Non-physical state in tomography In tomography, we can use Pauli operators to estimate the qubit state, and by performing a substantial number of measurements one can estimate their expectation values. Define the estimates as $\bar\sigma_i$.
The expectation values of Pauli matrices are given by:
$$\mathrm{Tr} \left( \rho \,\sigma _{i} \right) =\left \langle \sigma _{i} \right \rangle \tag{1}$$
and we can write down the estimate of a single qubit state as:
$$\tilde \rho =\frac{1}{2}\left ( \mathbb{I} + \sum\limits_{i=1}^3 \bar{\sigma} _{i}\,\sigma _{i} \right) \quad. \tag{2}$$
The writer of the stated source in section 2.4.3, mentions that this technique might lead to states that are not physical.
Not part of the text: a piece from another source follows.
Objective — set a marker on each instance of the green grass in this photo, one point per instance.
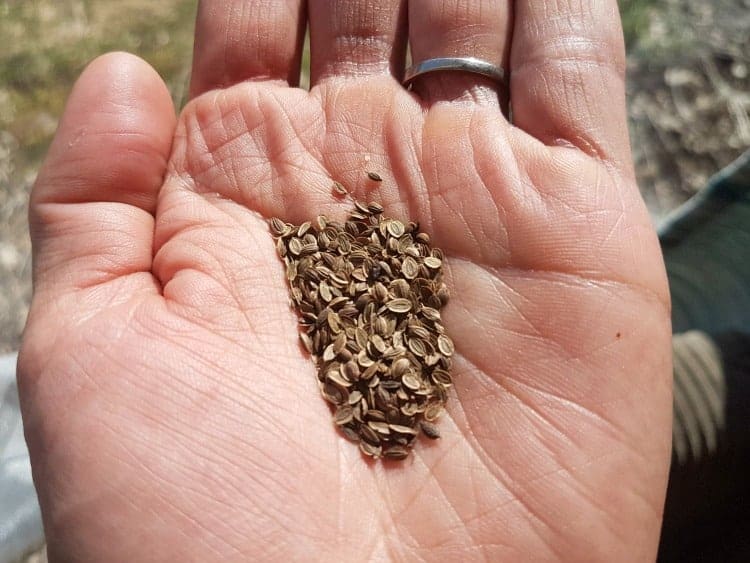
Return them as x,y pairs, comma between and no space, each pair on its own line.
47,43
How might this technique entail such a consequence?
Here is the link to the reference.
 A: TL;DR: The point is that the experimentally obtained mean values $\bar\sigma_j$ are in general not equal to the theoretical expectation values $\langle \sigma_j\rangle_\rho$ and hence your estimate of $\rho$ is in general not equal to it; in particular, it can happen that it is not a density operator at all.

Answer: Let's say we identically prepare $3N$ qubits each in a state described by $\rho$ and on each such system we measure one of the observable corresponding to $\sigma_1,\sigma_2,\sigma_3$; suppose further that each of these observables is measured $N$ times. From these measurements we can extract the average values
$$\bar \sigma_j(N) = \frac{1}{N}\sum\limits_{n=1}^N \sigma_j(n) \quad , \tag{1}$$
where $\sigma_j(n)$ denotes the $n$-th outcome of the measurement of $\sigma_j$, for $j=1,2,3$. The relation to the expectation value, determined by $\rho$, is given by
$$\langle \sigma_j\rangle_\rho:=\mathrm{Tr}\rho \,\sigma_j = \lim\limits_{N\to\infty} \bar\sigma_j(N) \tag{2} \quad .$$
As you can see, for a finite $N$, which is inherent to every experiment, we can only estimate the expected value by the average, i.e. for sufficiently large $N$ we can hope that $\bar\sigma_j(N) \approx \langle \sigma_j\rangle_\rho$.
Now the important point is that the operator $\tilde\rho$, estimated from the average values, might fail to be a density matrix. It is easy to show that it is a density matrix if and only if
$$\sum\limits_{j=1}^3\bar\sigma_j(N)^2 \leq 1 \tag 3 \quad .$$
If, however, $\tilde \rho$ happens to be a density matrix but $\tilde \rho \neq \rho$, then there exists at least one observable corresponding to a hermitian operator $A$ such that $\mathrm{Tr}\rho A\neq \mathrm{Tr}\tilde \rho A$, cf. here. So the estimated density matrix $\tilde \rho$ yields wrong predictions. Whether or not this is experimentally verifiable or important depends on the exact situation, tho.
Finally, note that $\rho=\tilde\rho$ if and only if $\bar\sigma_j = \langle \sigma_j\rangle_\rho$, which holds in general only for $N\to \infty$, as can be seen by equation $(2)$.
A: For a density matrix of the form $\rho =\frac{1}{2}\left ( \mathbb{I} + \sum \bar{\sigma _{i}}\sigma _{i} \right)$ to be physical the vector $(\bar{\sigma _{x}},\bar{\sigma _{y}},\bar{\sigma _{z}})/2$ needs to have norm smaller or equal to 1/2. This can be seen by first diagonalizing this matrix, and then noticing that if the norm of this vector is bigger than 1/2, then you will have negative eigenvalues (and therefore negative probabilities).
But how could a state tomography give such results? For example, consider the state $\rho = \mathbb{I}/2$, which is a valid state. Assume you only perform 3 measurements (which would be a horrible tomography), one in each direction, and all of them give $+1$ as a result. This is plausible, and has a probability $1/8$, since for each direction you have 50% chance to get $+1$. At this stage your state estimation is given by the vector $(\bar{\sigma _{x}},\bar{\sigma _{y}},\bar{\sigma _{z}})/2= (1,1,1)/2$, and this state would be unphysical, as the vector has norm bigger than half. You can verify that the resulting density matrix will have negative eigenvalues! Of course if you measure in all three directions infinitely many times, all the averages will converge to the correct ones, and then your resulting state will be physical, since the norm of $||(\bar{\sigma _{x}},\bar{\sigma _{y}},\bar{\sigma _{z}})/2|| \leq 1/2$ is imposed by physics.
Practically there is a non-zero probability that the tomography will give a non-physical state, but in general for a large amount of measurements the state will be close to a valid one, meaning if there is a negative probability it will be very small.